|A beautiful ridgeline ski|
|Mark's tele-path down the steep powerline slope|
|We carved up the powerline right of way|
|It's always a treat to see the massive Red Mountain, highest point in the Scapegoat Wilderness (Gordon Whirry photo)|
|The wind-sculpted Cadotte Creek bottom (Gordon Whirry photo)|
We're just coming out of a two-week deep freeze and we got out for a short trip in the Cadotte Creek country just west of the Continental Divide near Lincoln.
The cold streak, in contrast with an otherwise mild winter, was brutal.
This explains the two week gap in postings.
We hunkered down at home during a stretch of 8 sub-zero days with temperatures as in the minus 30s, with winds that drove them into the minus 50s.
The brightest point during that stretch is that I got my second and final Covid-19 vaccination on Feb. 15.
My reaction to the first, Jan. 25 shot was nil.

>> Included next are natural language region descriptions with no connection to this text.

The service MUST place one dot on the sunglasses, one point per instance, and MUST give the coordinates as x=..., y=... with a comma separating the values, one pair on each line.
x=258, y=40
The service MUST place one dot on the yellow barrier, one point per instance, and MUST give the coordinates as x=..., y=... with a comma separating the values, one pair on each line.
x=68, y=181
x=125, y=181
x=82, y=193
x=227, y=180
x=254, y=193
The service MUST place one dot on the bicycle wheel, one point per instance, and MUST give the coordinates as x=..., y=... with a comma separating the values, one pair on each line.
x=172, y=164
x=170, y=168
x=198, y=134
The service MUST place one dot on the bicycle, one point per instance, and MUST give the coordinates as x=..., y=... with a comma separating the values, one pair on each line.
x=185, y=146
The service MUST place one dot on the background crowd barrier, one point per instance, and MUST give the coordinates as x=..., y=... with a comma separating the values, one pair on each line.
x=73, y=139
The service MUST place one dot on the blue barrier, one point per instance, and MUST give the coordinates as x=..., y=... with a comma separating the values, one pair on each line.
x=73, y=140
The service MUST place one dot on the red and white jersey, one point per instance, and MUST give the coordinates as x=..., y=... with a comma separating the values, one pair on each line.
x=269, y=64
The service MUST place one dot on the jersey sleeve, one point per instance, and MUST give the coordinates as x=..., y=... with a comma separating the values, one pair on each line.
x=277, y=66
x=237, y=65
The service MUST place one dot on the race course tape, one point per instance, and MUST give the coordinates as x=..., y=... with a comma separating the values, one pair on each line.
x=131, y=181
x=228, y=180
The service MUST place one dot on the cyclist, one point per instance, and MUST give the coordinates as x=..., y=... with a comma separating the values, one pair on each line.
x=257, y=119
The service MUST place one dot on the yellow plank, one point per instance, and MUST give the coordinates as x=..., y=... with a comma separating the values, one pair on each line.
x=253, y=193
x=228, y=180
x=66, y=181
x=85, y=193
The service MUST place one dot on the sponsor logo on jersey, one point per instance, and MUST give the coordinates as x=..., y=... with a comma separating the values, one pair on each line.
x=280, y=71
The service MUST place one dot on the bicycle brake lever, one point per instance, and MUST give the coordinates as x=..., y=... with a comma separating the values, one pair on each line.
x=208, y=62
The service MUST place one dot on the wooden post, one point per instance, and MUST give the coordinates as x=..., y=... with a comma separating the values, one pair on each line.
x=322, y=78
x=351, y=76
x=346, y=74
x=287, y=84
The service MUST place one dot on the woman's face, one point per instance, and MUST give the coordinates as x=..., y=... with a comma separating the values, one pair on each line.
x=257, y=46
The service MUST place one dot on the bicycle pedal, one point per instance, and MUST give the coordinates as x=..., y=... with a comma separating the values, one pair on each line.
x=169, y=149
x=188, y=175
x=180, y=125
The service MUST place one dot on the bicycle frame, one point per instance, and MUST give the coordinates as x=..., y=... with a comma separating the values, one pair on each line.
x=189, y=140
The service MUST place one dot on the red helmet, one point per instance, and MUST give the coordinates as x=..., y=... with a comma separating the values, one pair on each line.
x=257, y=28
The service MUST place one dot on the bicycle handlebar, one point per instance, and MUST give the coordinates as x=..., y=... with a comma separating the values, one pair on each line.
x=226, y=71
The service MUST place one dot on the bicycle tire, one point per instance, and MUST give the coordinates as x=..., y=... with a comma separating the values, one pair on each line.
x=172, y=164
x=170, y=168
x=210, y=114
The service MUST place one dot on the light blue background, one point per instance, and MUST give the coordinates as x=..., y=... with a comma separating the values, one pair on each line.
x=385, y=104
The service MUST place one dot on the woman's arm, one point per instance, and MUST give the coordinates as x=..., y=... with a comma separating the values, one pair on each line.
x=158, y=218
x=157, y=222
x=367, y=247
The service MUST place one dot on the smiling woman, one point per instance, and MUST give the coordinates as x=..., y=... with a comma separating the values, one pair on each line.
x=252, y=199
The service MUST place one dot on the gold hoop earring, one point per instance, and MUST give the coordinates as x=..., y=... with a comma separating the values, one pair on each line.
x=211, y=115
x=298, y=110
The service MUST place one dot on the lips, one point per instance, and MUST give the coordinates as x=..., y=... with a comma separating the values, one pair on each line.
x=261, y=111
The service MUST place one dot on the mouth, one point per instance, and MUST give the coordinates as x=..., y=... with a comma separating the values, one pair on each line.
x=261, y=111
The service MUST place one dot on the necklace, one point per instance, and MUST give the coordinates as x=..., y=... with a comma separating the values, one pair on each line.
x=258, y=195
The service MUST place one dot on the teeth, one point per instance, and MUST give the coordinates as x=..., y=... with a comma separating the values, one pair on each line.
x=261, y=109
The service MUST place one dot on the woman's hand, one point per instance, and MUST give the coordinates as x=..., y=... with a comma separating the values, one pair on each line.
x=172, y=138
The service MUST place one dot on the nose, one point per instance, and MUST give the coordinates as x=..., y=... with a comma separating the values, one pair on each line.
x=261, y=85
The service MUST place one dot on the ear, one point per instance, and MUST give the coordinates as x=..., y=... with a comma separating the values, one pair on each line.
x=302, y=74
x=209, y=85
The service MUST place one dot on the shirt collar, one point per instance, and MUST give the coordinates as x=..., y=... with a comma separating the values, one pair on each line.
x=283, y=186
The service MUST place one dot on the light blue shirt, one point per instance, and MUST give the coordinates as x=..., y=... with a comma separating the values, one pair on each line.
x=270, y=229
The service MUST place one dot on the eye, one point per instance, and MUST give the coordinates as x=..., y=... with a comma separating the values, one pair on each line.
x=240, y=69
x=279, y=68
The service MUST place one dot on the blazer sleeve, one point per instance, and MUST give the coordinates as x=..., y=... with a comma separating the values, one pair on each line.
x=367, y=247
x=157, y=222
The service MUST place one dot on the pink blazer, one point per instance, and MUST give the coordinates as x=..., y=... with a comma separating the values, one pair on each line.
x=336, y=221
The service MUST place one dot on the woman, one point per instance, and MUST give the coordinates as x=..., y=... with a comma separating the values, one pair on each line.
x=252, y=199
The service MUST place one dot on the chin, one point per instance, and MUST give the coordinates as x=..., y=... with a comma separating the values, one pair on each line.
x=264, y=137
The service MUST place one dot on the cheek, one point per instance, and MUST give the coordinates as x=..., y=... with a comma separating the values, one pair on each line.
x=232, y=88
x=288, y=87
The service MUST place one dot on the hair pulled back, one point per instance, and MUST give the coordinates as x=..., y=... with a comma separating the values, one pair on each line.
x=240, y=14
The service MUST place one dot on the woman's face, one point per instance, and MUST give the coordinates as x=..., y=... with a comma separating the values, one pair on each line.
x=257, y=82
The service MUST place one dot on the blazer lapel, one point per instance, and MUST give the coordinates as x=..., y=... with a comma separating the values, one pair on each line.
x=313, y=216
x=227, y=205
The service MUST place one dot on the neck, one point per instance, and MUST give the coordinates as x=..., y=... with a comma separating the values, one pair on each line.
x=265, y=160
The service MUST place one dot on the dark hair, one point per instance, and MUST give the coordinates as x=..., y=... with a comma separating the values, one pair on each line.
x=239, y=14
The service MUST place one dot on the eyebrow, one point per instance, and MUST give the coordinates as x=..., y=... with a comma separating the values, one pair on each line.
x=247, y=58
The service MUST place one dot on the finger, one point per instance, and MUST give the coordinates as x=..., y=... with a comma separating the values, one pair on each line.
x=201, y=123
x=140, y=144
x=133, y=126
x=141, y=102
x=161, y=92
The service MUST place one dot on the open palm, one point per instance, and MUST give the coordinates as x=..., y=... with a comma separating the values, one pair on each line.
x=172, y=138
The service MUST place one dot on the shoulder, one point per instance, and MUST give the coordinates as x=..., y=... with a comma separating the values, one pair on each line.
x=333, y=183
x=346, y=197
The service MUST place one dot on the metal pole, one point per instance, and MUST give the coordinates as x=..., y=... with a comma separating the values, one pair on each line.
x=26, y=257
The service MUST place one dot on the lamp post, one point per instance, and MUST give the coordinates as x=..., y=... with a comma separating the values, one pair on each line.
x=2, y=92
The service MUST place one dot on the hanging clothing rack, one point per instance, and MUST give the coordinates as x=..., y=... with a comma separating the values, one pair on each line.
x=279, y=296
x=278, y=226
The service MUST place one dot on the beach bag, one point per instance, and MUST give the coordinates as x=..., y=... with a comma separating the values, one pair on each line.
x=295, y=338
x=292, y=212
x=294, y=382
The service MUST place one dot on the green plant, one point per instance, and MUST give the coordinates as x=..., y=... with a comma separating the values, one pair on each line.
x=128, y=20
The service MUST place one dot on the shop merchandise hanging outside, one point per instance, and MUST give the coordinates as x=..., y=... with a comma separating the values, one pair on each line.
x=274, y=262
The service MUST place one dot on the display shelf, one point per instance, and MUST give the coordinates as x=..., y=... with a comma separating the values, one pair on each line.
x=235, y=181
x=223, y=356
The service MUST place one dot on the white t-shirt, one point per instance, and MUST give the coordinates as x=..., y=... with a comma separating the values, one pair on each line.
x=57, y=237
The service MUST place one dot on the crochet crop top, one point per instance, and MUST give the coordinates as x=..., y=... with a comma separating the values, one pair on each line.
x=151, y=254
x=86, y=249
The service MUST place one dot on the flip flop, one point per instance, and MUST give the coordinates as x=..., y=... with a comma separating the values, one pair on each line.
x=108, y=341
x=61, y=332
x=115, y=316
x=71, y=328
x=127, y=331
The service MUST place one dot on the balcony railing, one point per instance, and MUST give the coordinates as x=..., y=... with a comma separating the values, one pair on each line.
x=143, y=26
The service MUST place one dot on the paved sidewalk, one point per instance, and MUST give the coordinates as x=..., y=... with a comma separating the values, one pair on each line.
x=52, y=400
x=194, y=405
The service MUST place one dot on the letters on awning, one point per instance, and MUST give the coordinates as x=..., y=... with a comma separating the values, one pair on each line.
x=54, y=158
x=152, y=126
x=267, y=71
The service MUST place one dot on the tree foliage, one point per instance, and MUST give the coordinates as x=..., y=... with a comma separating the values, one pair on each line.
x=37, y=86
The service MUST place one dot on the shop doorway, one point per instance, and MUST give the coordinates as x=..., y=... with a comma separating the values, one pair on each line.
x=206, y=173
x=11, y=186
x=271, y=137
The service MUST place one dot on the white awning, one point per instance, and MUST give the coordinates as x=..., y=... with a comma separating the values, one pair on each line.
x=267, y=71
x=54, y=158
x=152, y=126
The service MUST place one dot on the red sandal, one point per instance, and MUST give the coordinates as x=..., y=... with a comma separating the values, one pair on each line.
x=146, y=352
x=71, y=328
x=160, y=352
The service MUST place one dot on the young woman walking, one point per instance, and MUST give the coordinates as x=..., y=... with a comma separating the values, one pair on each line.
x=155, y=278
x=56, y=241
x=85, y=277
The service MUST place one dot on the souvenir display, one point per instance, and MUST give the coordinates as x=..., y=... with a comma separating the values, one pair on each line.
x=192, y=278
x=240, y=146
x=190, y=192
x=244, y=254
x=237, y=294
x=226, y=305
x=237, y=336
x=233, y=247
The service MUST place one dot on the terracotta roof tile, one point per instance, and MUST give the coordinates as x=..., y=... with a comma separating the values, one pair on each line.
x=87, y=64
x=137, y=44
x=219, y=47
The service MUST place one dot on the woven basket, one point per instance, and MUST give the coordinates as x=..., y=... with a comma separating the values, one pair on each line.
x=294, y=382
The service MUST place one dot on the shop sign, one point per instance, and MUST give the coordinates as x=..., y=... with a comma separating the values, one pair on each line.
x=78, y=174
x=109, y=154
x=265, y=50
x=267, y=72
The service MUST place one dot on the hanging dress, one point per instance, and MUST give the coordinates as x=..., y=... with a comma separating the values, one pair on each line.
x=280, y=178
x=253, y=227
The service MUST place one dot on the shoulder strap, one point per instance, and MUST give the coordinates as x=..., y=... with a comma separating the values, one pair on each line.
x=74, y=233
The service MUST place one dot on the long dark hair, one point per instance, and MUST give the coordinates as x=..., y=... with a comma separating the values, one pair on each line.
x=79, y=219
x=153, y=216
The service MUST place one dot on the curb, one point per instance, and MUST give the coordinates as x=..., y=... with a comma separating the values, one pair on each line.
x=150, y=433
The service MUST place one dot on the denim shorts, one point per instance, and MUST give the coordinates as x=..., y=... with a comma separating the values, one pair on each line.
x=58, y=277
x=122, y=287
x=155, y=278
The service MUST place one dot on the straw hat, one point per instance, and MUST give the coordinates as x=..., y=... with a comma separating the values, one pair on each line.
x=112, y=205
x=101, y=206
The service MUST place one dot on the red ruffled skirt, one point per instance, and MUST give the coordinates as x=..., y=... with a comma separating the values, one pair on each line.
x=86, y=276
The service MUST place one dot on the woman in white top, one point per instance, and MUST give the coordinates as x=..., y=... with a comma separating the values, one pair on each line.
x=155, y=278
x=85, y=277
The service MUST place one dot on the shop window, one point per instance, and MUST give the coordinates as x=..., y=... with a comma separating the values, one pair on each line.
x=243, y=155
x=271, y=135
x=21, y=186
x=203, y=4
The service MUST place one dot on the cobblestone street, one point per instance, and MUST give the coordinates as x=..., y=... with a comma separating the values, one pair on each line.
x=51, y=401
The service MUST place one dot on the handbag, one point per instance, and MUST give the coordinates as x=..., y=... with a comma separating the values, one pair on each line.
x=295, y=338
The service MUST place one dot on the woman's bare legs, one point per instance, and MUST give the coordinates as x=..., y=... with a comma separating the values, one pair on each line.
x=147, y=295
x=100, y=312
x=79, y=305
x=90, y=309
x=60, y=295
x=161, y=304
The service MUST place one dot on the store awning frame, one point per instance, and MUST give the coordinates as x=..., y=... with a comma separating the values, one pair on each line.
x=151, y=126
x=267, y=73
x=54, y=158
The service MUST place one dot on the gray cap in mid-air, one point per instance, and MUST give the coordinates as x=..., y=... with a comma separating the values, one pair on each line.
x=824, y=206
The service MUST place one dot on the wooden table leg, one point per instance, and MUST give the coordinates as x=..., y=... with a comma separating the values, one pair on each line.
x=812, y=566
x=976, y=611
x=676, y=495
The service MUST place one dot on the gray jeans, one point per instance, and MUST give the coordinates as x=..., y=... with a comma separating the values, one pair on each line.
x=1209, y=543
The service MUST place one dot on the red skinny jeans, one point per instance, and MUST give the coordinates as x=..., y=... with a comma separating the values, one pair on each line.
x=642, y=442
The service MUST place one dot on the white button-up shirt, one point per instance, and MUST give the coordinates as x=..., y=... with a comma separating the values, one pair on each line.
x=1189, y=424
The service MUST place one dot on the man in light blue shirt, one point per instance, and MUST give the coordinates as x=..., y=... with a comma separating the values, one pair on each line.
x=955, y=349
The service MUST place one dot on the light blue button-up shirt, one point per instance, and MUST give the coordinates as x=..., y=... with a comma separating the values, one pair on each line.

I thought I would be home free for the second, but that afternoon I developed a mild headache, and then yesterday during the ski trip I became thoroughly fatigued, something that has spilled over into today.
The temperatures on the trip were in the teens to start and it was very windy, a surprise for the west side of the Divide. Things warmed up under a bluebird sky, but we got hammered by the wind. There was plenty of snow, but it was a tad odd. At about eight inches down there was an icy layer that made tele-turning tricky. Maybe it was the fatigue, but I didn't enjoy the snow much.
We parked at the Cadotte Creek Road pullout on Montana 200 and went right from the car to the nearest ridgeline to the west. We gained nearly 700 feet and then skied across the top until we reached the powerline.
There were terrific views in all directions. We were particularly impressed by the 9,411 feet Red Mountain that was blanketed in snow.
Mark Hertenstein decided to head us down the powerline, a steep pitch that I estimated at at least 25 degrees, enough to make me worry about avalanche.
At the bottom of that pitch we skied out toward Cadotte Creek Road and out.
Montana Highway 200 back to Great Falls was pretty windblown with ground blizzard conditions, but the views of the Rocky Mountain Front were outstanding against the deep azure sky.